COWEN: Yes. Have you thought much about within this country, geographic differences in gender inequality? …

CHETTY: Yeah, that’s a very interesting question. We find sharp differences in outcomes by gender across areas for various reasons. Let me give you a couple of examples. One, we find that areas with more concentrated poverty — take the city of Baltimore, for example — we find very poor outcomes for boys in particular, relative to girls, and we think that that has to do with crime, and getting involved in gangs, and so forth — things that girls are less likely to do.

As a result, growing up in a place like Baltimore turns out to be extremely detrimental for boys. We estimate that you lose something like 30 percent of your earnings relative to if you’ve grown up in an average place in America. Whereas for girls, it’s slightly negative but not nearly as bad. There are a set of urban ghettos, places with concentrated poverty, that tend to have particularly negative outcomes for boys.

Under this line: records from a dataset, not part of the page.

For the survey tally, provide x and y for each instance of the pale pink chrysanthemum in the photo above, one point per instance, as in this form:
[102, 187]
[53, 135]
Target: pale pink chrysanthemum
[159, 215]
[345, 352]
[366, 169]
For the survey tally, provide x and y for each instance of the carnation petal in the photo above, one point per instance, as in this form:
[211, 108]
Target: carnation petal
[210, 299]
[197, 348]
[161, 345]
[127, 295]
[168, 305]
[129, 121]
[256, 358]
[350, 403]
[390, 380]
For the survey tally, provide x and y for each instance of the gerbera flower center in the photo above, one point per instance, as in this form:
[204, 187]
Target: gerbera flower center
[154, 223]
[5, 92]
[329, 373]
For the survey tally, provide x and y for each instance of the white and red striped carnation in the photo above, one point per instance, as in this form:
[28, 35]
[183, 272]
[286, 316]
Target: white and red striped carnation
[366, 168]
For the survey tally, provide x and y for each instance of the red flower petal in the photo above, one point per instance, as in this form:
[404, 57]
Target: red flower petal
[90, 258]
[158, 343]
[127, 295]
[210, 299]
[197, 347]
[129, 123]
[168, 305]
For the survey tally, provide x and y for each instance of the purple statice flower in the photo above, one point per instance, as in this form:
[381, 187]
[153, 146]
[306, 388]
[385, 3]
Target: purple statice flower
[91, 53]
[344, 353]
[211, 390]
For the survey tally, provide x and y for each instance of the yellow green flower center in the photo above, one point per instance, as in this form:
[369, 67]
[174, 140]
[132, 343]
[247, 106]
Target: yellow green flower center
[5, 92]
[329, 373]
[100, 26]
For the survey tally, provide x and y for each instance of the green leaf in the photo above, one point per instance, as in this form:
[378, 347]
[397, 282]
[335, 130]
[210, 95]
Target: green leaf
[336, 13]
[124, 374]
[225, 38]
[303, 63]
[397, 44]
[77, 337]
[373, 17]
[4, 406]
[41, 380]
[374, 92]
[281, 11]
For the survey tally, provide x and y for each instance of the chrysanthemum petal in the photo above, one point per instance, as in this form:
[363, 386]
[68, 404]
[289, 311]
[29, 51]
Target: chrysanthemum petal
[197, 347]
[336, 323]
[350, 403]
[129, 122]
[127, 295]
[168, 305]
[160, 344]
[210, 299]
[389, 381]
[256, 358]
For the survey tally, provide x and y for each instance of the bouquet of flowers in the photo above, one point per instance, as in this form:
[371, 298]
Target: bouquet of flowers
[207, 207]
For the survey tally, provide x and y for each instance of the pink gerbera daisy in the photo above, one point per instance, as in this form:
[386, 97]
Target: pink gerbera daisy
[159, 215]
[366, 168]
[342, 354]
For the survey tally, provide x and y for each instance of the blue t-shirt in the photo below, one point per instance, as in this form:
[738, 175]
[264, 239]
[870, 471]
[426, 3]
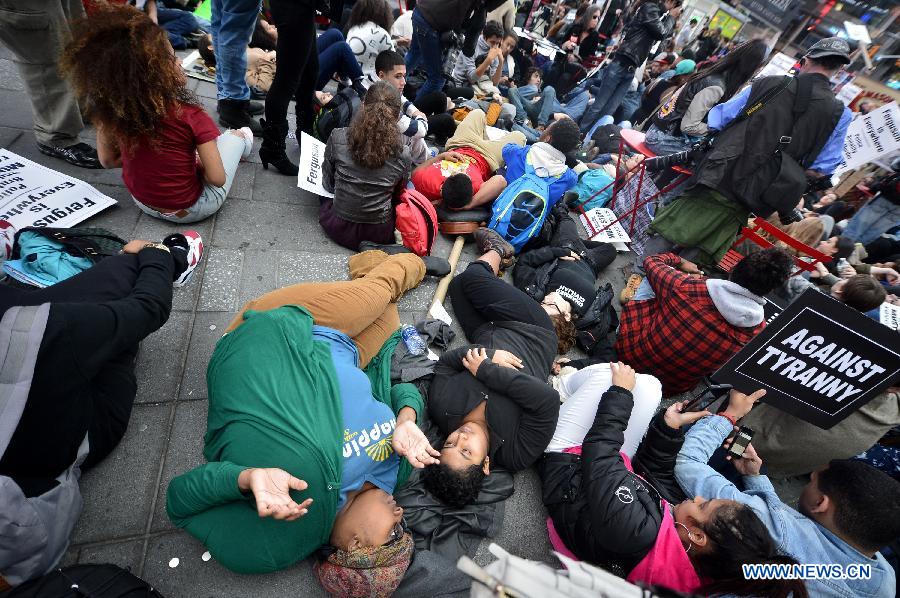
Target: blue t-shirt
[515, 157]
[368, 423]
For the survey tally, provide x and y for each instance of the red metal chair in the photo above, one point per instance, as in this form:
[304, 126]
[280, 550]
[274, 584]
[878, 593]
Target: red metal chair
[634, 140]
[752, 234]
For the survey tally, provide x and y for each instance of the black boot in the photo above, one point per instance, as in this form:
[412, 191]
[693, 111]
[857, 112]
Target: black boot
[272, 149]
[233, 114]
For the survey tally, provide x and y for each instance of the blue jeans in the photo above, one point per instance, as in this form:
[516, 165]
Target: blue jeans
[609, 94]
[872, 220]
[232, 25]
[335, 56]
[176, 24]
[425, 47]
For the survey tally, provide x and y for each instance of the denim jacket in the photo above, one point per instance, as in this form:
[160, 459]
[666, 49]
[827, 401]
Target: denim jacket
[795, 535]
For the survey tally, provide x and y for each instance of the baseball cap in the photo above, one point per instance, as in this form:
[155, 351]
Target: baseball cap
[685, 67]
[830, 46]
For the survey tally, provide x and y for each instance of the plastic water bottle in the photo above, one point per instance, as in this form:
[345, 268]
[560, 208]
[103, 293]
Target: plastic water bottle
[414, 341]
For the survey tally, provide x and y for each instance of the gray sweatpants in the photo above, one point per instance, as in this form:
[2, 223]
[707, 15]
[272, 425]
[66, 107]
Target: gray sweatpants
[35, 32]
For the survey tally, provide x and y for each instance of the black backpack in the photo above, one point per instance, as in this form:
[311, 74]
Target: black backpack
[337, 113]
[78, 581]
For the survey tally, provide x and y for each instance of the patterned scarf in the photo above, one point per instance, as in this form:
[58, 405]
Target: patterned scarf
[368, 572]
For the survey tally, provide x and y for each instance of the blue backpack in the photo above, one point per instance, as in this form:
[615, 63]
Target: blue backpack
[521, 209]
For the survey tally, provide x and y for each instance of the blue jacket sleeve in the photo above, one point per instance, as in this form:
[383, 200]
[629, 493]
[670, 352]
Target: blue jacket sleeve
[724, 113]
[831, 154]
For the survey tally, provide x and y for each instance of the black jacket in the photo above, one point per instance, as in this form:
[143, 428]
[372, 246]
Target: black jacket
[741, 164]
[522, 408]
[604, 513]
[646, 27]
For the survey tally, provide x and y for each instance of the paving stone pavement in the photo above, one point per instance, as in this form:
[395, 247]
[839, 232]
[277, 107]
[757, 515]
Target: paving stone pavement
[266, 236]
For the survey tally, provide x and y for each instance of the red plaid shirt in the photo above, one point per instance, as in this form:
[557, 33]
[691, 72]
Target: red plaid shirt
[680, 336]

There are also other phenomena that are more subtle, related to things like marriage patterns. Relating this back to personal experience, I remember when working on these issues and thinking about our decision to move from Harvard to Stanford. At the time, we actually were expecting our first child, a daughter. And I noticed in our data that, for kids in affluent families in the Bay Area, daughters tend to have very low household earnings. And I found that kind of curious and we spent some time trying to dig into why what was, partly given my personal interest in the issue.

COWEN: So, your own moving decision was influenced by this research.

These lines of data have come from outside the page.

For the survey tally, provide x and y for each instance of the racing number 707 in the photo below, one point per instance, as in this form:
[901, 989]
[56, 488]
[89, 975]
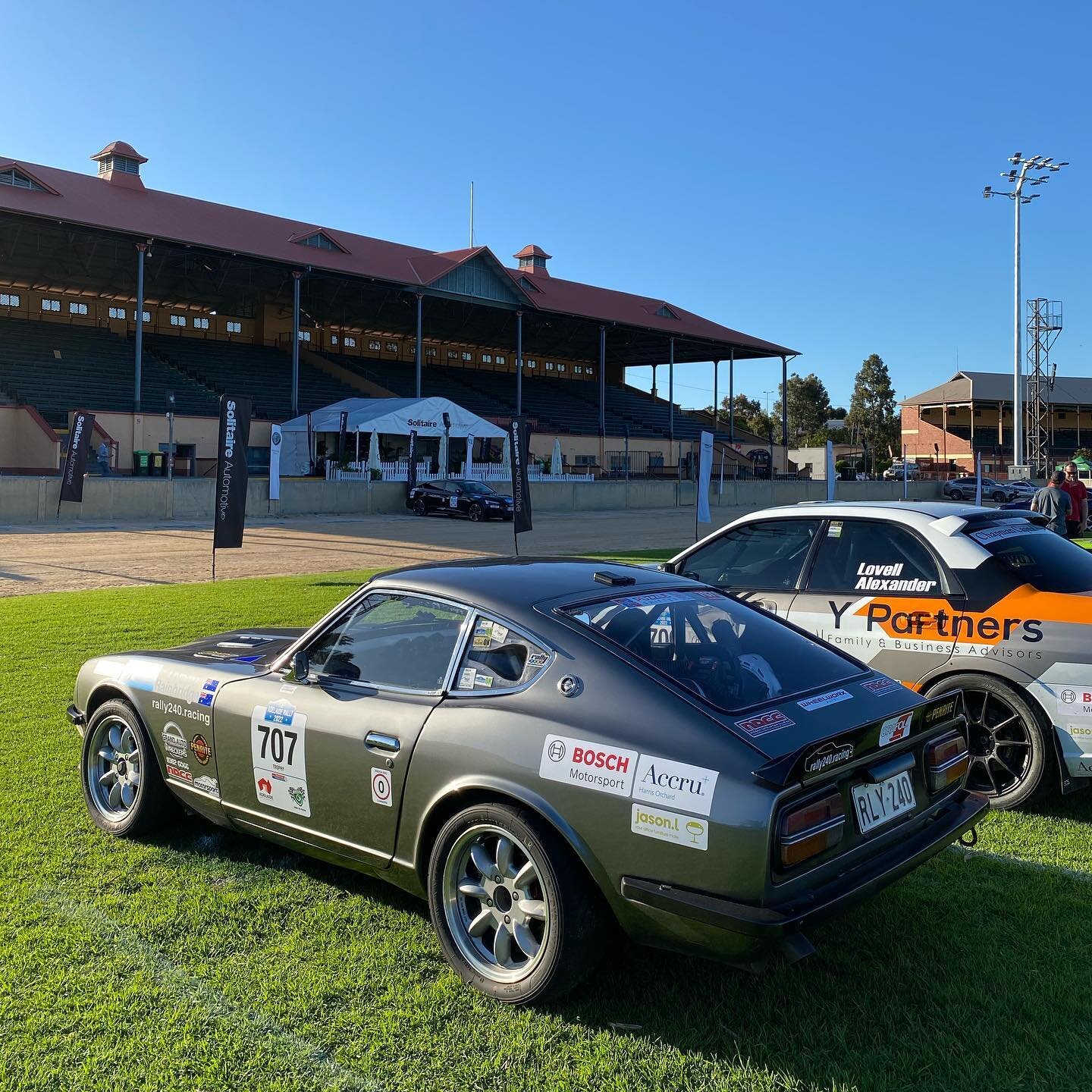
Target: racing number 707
[275, 739]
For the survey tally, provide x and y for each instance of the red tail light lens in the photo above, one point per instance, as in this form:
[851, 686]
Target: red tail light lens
[811, 829]
[946, 761]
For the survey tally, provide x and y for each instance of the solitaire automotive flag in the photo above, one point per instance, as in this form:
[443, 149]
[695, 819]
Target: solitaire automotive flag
[231, 473]
[76, 461]
[519, 436]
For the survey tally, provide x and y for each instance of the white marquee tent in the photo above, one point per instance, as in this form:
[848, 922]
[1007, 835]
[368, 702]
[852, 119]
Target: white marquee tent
[384, 416]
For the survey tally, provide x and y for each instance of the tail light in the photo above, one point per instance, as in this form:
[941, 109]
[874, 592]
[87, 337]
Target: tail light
[811, 829]
[946, 761]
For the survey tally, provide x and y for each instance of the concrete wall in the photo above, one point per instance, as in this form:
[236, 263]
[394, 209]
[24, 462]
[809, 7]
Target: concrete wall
[190, 500]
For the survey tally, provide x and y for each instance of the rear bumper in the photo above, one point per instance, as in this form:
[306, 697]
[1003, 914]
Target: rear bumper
[757, 927]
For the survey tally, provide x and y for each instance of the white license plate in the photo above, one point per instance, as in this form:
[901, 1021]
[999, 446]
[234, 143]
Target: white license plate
[878, 804]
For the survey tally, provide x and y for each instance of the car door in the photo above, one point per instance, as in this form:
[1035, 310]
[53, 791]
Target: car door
[876, 590]
[760, 561]
[325, 760]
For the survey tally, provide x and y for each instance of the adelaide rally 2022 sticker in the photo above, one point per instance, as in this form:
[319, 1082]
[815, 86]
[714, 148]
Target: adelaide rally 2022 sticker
[278, 754]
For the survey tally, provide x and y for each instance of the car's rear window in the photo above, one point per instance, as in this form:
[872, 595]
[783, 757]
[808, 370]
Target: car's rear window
[1037, 556]
[727, 653]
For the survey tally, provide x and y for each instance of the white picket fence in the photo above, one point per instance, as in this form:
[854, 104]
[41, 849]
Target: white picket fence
[482, 472]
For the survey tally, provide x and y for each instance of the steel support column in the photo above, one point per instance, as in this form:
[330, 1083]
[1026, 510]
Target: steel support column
[141, 247]
[295, 342]
[419, 350]
[603, 381]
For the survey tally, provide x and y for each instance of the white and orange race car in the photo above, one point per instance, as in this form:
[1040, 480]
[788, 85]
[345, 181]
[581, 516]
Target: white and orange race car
[938, 596]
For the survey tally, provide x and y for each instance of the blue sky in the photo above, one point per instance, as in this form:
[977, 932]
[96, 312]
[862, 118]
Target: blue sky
[807, 173]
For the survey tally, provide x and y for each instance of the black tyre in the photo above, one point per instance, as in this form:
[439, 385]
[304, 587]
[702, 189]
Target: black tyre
[516, 915]
[121, 782]
[1012, 752]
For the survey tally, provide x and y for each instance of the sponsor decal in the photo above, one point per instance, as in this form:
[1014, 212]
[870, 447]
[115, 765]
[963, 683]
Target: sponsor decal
[942, 712]
[663, 781]
[588, 764]
[827, 755]
[670, 827]
[1075, 701]
[764, 722]
[380, 786]
[206, 784]
[896, 727]
[823, 700]
[880, 686]
[278, 756]
[889, 578]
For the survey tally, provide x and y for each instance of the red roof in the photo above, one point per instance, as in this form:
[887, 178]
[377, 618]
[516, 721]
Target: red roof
[89, 201]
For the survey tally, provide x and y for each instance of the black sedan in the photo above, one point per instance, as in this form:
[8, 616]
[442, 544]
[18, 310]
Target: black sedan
[475, 500]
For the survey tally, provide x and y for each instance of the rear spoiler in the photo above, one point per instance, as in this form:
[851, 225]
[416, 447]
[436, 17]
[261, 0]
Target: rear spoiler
[813, 761]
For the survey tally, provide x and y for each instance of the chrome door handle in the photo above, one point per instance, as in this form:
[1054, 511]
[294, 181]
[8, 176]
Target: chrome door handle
[381, 742]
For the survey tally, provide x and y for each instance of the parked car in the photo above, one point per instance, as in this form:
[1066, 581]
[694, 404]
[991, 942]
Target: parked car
[468, 497]
[965, 488]
[942, 598]
[548, 752]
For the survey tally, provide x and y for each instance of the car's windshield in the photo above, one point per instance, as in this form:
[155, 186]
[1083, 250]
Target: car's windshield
[725, 652]
[1037, 556]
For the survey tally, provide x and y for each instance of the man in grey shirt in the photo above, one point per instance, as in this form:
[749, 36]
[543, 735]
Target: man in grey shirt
[1054, 503]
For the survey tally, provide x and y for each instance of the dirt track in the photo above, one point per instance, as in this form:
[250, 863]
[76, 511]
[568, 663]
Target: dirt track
[46, 560]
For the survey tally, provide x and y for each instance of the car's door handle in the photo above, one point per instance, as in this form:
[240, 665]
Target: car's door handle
[382, 742]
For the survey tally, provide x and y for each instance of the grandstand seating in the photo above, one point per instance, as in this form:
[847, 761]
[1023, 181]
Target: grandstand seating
[57, 369]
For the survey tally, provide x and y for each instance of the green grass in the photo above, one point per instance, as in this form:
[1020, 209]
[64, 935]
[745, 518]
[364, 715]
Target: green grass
[203, 959]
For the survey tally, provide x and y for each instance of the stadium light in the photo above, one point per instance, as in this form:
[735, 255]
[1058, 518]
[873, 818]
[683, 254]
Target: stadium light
[1017, 177]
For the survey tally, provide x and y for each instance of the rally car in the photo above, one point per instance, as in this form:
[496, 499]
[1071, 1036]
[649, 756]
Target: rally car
[546, 751]
[475, 500]
[940, 596]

CHETTY: [laughs] In some ways.

COWEN: Yeah.

CHETTY: What you find is an interesting explanation, which is, if you look at individual earnings rather than household income, girls growing up here in the Bay Area do extremely well. However, when you look at household income, they don’t do so well, and that’s because they’re much, much less likely to be married than if they grew up somewhere else.

COWEN: Yes.

CHETTY: So if you’re in your mid-30s, only something like a quarter or less of girls growing up in the Bay Area are married, and we show in our paper that every extra year you spend growing up in the Bay Area, you’re less likely to get married. I remember telling my wife, “I don’t think we need to worry. Our daughter will be fine in terms of earnings. It’s just that she might not be married if we move to California.”

COWEN: So, you’ve lowered your expectations for grandchildren?

CHETTY: Yes. [laughs]

I’d be interested to know what Mrs. Chetty thinks about not having grandchildren.